Si no se hubiesen solidarizado, seguro que la historia sería otra, porque uno de los alcahuetes del juegavivo suele ser el tráfico de influencias. El odontólogo aplicó el clásico principio: “La voz del pueblo es la voz de Dios”.
No haré una explicación científica-social del juegavivo. Es una insana costumbre que cada día gana más adeptos en todas las capas sociales de Panamá. No es un juego ni es de “vivos” violar las normas jurídicas, morales y del trato social.
Recuerdo cuando el hogar era una aduana infranqueable. No podías llegar a casa con un trompo, una pelota, un bate, una cabanga (dulce) o unos anzuelos sin justificar su procedencia. No se aceptaba el “me lo regaló un amigo”.
En la calle Loma del Pájaro, de Aguadulce, provincia de Coclé, jugábamos con manillas de lona y pelotas de trapo. En una ocasión un amigo me regaló una vieja manilla de cuero. Eso llevó a una inquisitiva investigación, que hasta involucró al FBI.
Hoy, cuando el celular es otro miembro de la familia, abundan los memes y videos cortos que incentivan el juegavivo. Los más vulnerables son los niños y jóvenes, que piensan que para todo vale tomar un atajo, porque el fin justifica los medios.
El juegavivo figura en todo: la caja del supermercado, la fila de la fonda, el banco, la escuela, retiro de placas, el tráfico vehicular, en la farmacia, robo de luces rojas, en las ventanillas, el metro, llevar los perros a defecar en los portales y jardines ajenos, y un largo etcétera.
No creo que sea un invento panameño. Es una práctica universal de irrespeto, que data de la Edad de Piedra. No es la nacionalidad, la edad, la cultura o la condición económica lo que lo motiva, viene del ser humano egoísta y deshonesto.

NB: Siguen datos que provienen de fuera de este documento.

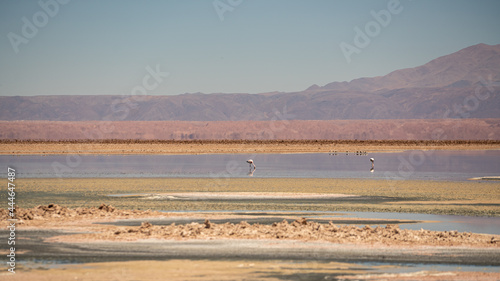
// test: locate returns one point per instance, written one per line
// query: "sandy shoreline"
(214, 147)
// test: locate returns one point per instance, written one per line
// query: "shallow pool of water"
(421, 165)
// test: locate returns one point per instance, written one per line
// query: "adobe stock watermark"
(223, 6)
(407, 165)
(363, 37)
(40, 19)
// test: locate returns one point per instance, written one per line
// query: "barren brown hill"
(460, 85)
(449, 129)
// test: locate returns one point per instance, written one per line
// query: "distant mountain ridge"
(460, 85)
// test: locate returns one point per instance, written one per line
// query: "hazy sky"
(231, 46)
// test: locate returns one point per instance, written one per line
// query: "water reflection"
(424, 165)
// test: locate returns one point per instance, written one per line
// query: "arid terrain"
(234, 146)
(382, 129)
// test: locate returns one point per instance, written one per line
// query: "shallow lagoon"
(418, 165)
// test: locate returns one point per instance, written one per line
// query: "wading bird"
(250, 162)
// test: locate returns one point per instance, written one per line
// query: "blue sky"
(247, 46)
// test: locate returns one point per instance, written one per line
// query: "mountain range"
(464, 84)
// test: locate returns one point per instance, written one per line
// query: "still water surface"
(421, 165)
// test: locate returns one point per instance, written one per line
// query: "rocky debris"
(302, 229)
(107, 208)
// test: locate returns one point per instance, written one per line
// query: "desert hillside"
(460, 85)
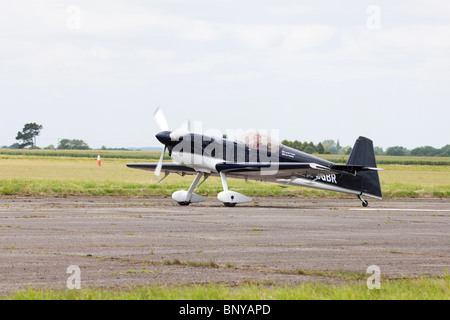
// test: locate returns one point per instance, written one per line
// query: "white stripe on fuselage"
(198, 162)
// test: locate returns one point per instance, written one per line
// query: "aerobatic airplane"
(259, 157)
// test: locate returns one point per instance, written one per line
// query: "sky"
(312, 70)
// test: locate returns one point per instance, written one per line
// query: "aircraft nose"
(163, 137)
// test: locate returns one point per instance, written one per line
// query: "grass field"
(425, 288)
(76, 173)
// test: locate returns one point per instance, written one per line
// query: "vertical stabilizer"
(364, 155)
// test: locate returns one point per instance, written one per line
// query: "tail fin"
(363, 154)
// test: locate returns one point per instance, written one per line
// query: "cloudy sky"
(313, 70)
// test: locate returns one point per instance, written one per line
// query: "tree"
(397, 151)
(28, 135)
(319, 148)
(66, 144)
(330, 145)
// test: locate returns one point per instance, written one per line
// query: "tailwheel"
(229, 204)
(364, 202)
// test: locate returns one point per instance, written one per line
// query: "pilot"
(256, 141)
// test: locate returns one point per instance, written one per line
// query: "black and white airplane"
(259, 157)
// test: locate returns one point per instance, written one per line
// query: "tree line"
(332, 147)
(27, 138)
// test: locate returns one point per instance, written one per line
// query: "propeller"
(161, 121)
(163, 126)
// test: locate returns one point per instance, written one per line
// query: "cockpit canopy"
(258, 140)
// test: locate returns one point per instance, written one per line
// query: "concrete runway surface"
(121, 242)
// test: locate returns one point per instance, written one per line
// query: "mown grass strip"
(425, 288)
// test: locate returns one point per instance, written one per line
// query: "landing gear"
(230, 198)
(364, 202)
(184, 198)
(229, 204)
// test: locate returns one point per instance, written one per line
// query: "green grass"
(402, 289)
(63, 175)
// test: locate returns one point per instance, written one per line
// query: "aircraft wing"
(260, 171)
(171, 167)
(287, 169)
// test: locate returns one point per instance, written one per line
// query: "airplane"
(259, 157)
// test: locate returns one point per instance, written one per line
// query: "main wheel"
(229, 204)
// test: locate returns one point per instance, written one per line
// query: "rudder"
(363, 155)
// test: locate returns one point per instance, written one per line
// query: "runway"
(121, 242)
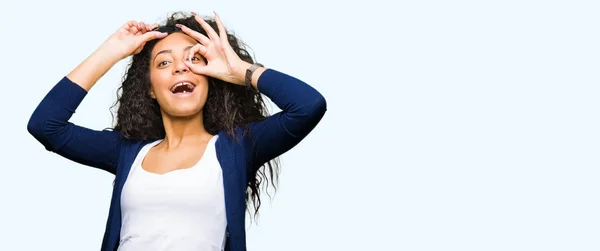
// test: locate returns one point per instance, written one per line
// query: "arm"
(49, 123)
(302, 106)
(302, 109)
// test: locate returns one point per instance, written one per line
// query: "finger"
(209, 30)
(222, 31)
(199, 49)
(194, 34)
(197, 68)
(133, 29)
(152, 35)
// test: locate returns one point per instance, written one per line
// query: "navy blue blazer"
(302, 109)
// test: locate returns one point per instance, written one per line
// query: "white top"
(181, 210)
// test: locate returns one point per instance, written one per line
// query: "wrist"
(240, 73)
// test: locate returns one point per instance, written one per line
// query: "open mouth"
(183, 88)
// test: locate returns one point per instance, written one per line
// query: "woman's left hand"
(222, 61)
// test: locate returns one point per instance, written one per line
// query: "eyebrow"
(170, 51)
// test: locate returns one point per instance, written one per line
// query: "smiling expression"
(179, 91)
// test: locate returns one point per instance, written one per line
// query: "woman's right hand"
(130, 38)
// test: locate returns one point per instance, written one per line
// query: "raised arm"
(302, 109)
(302, 106)
(49, 123)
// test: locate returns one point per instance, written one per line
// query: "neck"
(182, 131)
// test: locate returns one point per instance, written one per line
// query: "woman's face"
(179, 91)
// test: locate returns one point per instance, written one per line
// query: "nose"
(180, 67)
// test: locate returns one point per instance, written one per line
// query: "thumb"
(196, 68)
(152, 35)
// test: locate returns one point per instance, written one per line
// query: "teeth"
(182, 83)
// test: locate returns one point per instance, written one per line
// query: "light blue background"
(452, 125)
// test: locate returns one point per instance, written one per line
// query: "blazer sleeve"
(302, 108)
(50, 125)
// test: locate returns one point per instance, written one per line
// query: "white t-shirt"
(181, 210)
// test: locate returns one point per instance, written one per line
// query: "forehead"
(175, 42)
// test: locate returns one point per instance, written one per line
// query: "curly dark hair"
(228, 106)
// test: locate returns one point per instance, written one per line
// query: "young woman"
(192, 142)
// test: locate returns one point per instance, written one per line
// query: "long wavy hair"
(228, 106)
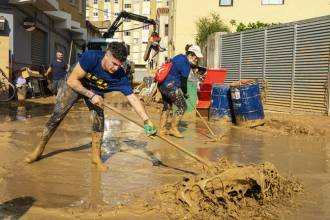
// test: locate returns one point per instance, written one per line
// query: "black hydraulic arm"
(124, 14)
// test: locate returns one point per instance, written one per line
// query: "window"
(166, 29)
(136, 41)
(272, 2)
(226, 2)
(80, 6)
(106, 12)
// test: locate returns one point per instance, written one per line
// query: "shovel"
(182, 149)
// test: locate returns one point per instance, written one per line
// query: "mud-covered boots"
(174, 130)
(162, 123)
(37, 152)
(96, 151)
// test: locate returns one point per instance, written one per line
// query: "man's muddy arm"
(74, 81)
(138, 107)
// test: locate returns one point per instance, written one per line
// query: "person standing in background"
(58, 68)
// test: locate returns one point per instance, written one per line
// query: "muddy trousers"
(171, 96)
(65, 99)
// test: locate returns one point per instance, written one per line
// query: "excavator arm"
(124, 14)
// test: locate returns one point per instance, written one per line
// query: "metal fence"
(293, 60)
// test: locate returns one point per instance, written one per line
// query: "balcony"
(43, 5)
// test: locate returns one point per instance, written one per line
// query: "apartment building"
(102, 13)
(34, 29)
(183, 15)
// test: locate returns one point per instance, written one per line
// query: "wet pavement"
(64, 184)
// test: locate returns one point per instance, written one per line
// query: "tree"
(250, 26)
(208, 25)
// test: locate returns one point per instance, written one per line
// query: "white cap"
(196, 50)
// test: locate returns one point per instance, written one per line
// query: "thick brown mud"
(65, 185)
(230, 191)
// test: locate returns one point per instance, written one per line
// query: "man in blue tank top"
(96, 73)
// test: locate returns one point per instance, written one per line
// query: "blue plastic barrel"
(247, 104)
(220, 108)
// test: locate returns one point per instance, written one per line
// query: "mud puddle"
(231, 191)
(13, 111)
(64, 184)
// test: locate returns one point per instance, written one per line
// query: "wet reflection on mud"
(14, 111)
(64, 177)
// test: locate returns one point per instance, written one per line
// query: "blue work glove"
(186, 96)
(149, 128)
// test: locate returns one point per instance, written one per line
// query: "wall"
(290, 61)
(20, 39)
(186, 12)
(73, 9)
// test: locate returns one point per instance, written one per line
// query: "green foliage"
(250, 26)
(209, 25)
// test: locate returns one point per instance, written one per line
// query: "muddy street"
(64, 184)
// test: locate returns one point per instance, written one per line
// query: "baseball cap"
(196, 50)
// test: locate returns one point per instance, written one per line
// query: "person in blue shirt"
(170, 89)
(58, 68)
(96, 73)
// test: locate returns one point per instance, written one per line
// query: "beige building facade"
(184, 14)
(103, 13)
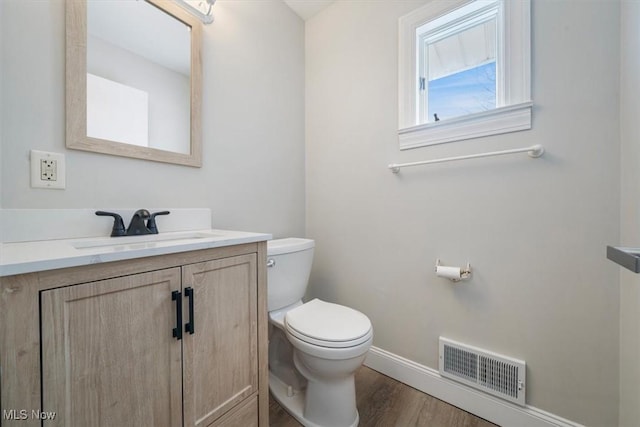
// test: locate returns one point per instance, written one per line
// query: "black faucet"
(137, 227)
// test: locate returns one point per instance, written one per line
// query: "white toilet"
(315, 347)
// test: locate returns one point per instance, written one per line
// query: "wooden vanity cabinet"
(107, 352)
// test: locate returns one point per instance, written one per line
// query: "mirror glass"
(133, 80)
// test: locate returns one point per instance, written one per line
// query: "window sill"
(494, 122)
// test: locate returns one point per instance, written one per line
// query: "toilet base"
(294, 404)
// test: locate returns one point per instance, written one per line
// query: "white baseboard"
(485, 406)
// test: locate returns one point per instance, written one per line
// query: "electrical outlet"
(47, 170)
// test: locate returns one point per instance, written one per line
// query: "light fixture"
(200, 8)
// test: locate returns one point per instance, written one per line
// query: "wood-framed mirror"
(133, 80)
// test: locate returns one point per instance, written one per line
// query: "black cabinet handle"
(177, 331)
(191, 326)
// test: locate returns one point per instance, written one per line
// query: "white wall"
(534, 231)
(630, 213)
(253, 116)
(2, 46)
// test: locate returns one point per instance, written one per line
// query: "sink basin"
(104, 242)
(629, 258)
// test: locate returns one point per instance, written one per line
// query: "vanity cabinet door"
(108, 355)
(220, 357)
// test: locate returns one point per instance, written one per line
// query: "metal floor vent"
(490, 372)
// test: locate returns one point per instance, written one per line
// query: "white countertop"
(29, 257)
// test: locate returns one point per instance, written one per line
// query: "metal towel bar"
(534, 151)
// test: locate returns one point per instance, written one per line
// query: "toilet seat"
(329, 325)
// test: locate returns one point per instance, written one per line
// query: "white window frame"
(513, 97)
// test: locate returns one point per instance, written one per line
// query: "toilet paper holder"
(455, 274)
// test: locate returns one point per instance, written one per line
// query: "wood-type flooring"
(385, 402)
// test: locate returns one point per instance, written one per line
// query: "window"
(464, 71)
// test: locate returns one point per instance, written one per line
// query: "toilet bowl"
(314, 347)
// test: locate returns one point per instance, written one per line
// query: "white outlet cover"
(36, 181)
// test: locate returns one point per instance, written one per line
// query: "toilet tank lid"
(288, 245)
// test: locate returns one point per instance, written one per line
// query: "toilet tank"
(288, 275)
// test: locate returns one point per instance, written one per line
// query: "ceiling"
(307, 8)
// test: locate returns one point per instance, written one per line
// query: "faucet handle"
(151, 223)
(118, 224)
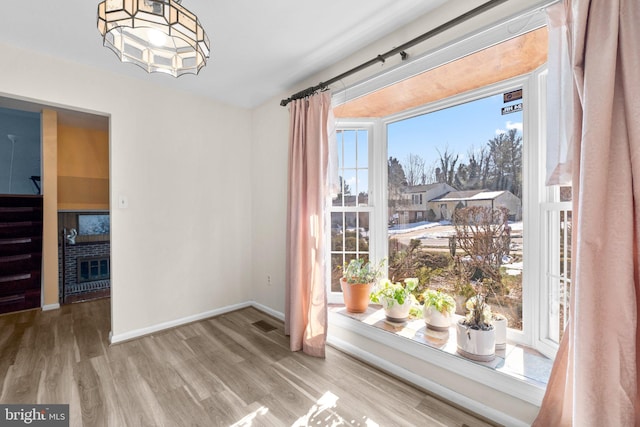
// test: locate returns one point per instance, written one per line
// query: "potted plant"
(357, 280)
(476, 335)
(500, 324)
(438, 309)
(396, 298)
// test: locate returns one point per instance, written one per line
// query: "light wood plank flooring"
(224, 371)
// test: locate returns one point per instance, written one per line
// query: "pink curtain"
(309, 156)
(594, 381)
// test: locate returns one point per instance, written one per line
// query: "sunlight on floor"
(248, 420)
(323, 414)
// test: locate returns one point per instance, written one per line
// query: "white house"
(445, 206)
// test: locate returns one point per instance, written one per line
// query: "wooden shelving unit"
(20, 252)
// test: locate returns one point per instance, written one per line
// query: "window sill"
(516, 372)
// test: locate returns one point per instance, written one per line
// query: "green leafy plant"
(360, 271)
(441, 301)
(478, 313)
(397, 292)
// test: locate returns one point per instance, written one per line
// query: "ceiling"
(258, 48)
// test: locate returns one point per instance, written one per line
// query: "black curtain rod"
(395, 51)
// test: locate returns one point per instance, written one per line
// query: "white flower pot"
(500, 325)
(476, 344)
(394, 311)
(436, 320)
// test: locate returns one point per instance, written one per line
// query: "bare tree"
(414, 170)
(446, 172)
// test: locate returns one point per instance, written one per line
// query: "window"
(487, 152)
(351, 210)
(478, 164)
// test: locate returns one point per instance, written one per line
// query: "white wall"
(183, 246)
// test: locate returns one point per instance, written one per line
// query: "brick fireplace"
(85, 269)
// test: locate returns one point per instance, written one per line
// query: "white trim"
(277, 314)
(464, 45)
(137, 333)
(504, 383)
(425, 383)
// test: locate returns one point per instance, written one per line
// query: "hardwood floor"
(222, 371)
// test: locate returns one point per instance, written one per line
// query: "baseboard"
(137, 333)
(424, 383)
(271, 312)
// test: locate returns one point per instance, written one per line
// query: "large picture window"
(467, 154)
(467, 133)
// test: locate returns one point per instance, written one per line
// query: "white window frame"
(535, 287)
(374, 255)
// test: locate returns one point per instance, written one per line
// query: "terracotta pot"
(436, 320)
(476, 344)
(356, 296)
(394, 311)
(500, 325)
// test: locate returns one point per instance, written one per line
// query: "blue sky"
(457, 128)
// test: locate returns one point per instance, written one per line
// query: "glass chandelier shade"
(157, 35)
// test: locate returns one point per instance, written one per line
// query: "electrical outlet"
(123, 202)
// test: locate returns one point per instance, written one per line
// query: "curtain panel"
(310, 131)
(594, 381)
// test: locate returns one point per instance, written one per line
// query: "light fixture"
(157, 35)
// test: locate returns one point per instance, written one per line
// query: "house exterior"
(445, 206)
(415, 202)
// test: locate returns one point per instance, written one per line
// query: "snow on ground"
(414, 226)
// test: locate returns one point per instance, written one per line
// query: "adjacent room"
(322, 213)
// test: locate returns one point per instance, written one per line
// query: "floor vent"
(264, 326)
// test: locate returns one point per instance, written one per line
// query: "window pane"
(337, 231)
(349, 187)
(84, 270)
(363, 187)
(468, 156)
(363, 148)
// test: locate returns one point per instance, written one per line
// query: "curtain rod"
(395, 51)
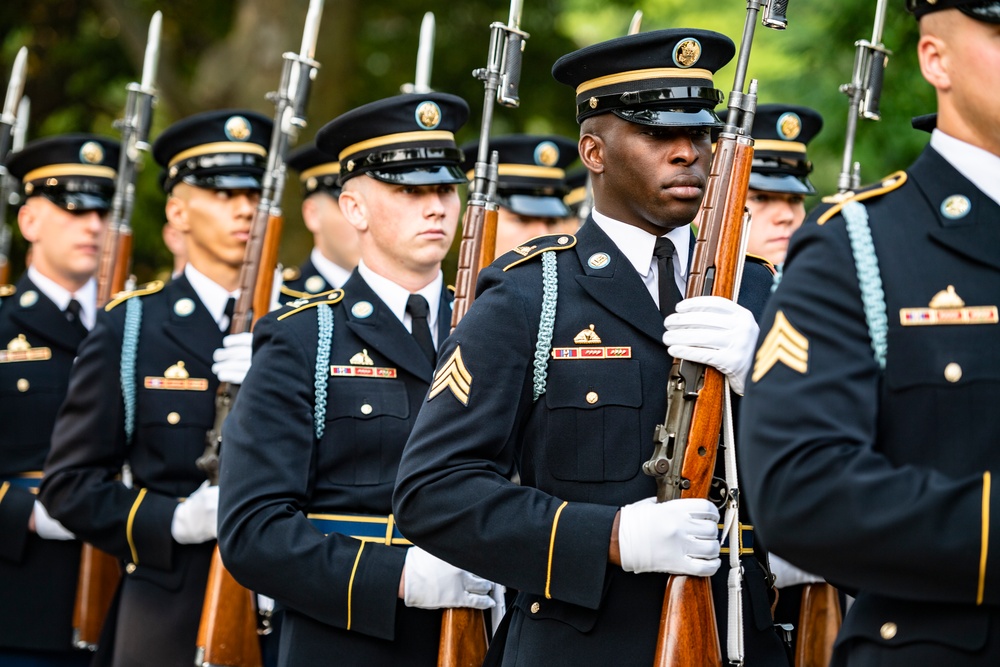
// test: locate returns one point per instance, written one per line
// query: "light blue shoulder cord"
(543, 348)
(130, 350)
(324, 317)
(866, 262)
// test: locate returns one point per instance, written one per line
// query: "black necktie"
(417, 307)
(663, 251)
(72, 314)
(228, 313)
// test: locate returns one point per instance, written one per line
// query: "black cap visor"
(784, 183)
(428, 175)
(534, 206)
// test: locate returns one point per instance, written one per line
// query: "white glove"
(786, 574)
(232, 360)
(48, 528)
(431, 583)
(714, 331)
(195, 519)
(678, 537)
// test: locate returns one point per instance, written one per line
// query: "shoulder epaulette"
(887, 184)
(766, 263)
(535, 247)
(122, 297)
(326, 298)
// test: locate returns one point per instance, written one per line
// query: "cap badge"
(587, 337)
(598, 260)
(789, 126)
(546, 154)
(428, 115)
(184, 307)
(315, 284)
(955, 207)
(91, 153)
(237, 128)
(687, 52)
(362, 310)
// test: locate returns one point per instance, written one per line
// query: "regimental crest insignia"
(91, 153)
(238, 128)
(362, 359)
(454, 376)
(546, 154)
(587, 337)
(687, 52)
(428, 115)
(783, 344)
(789, 126)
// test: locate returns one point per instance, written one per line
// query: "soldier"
(69, 182)
(142, 393)
(530, 186)
(558, 372)
(869, 442)
(779, 180)
(315, 437)
(335, 253)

En estos días un taxista trancó el tráfico frente a un banco del centro comercial de Santa María, en Costa del Este, para retirar dinero del cajero. Se montó al carro reído, como un arlequín de feria. Todos los presentes lo miraron con lástima y desprecio.
En Bella Vista un policía multó a un karateca, tan musculoso como La Roca y supongo que asiduo lector de las tiras cómicas de Avivato, por estacionar el carro en el espacio destinado a las personas con alguna discapacidad.
Y volvemos a la clínica odontológica. Ya eran como las ocho de la noche cuando Arminda acomodó al último paciente de la fila. Algunos, aún con la mandíbula adormecida, salieron gloriosos por haber defendido sus derechos y puesto en cintura a la usurpadora.
La señora encopetada por fin ubicó un portillo de salida, y solo se encontró con el conserje que apagaba las luces.
Este suceso tiene una moraleja simple: “No hagas a los demás lo que no te gustaría que te hiciesen a ti”.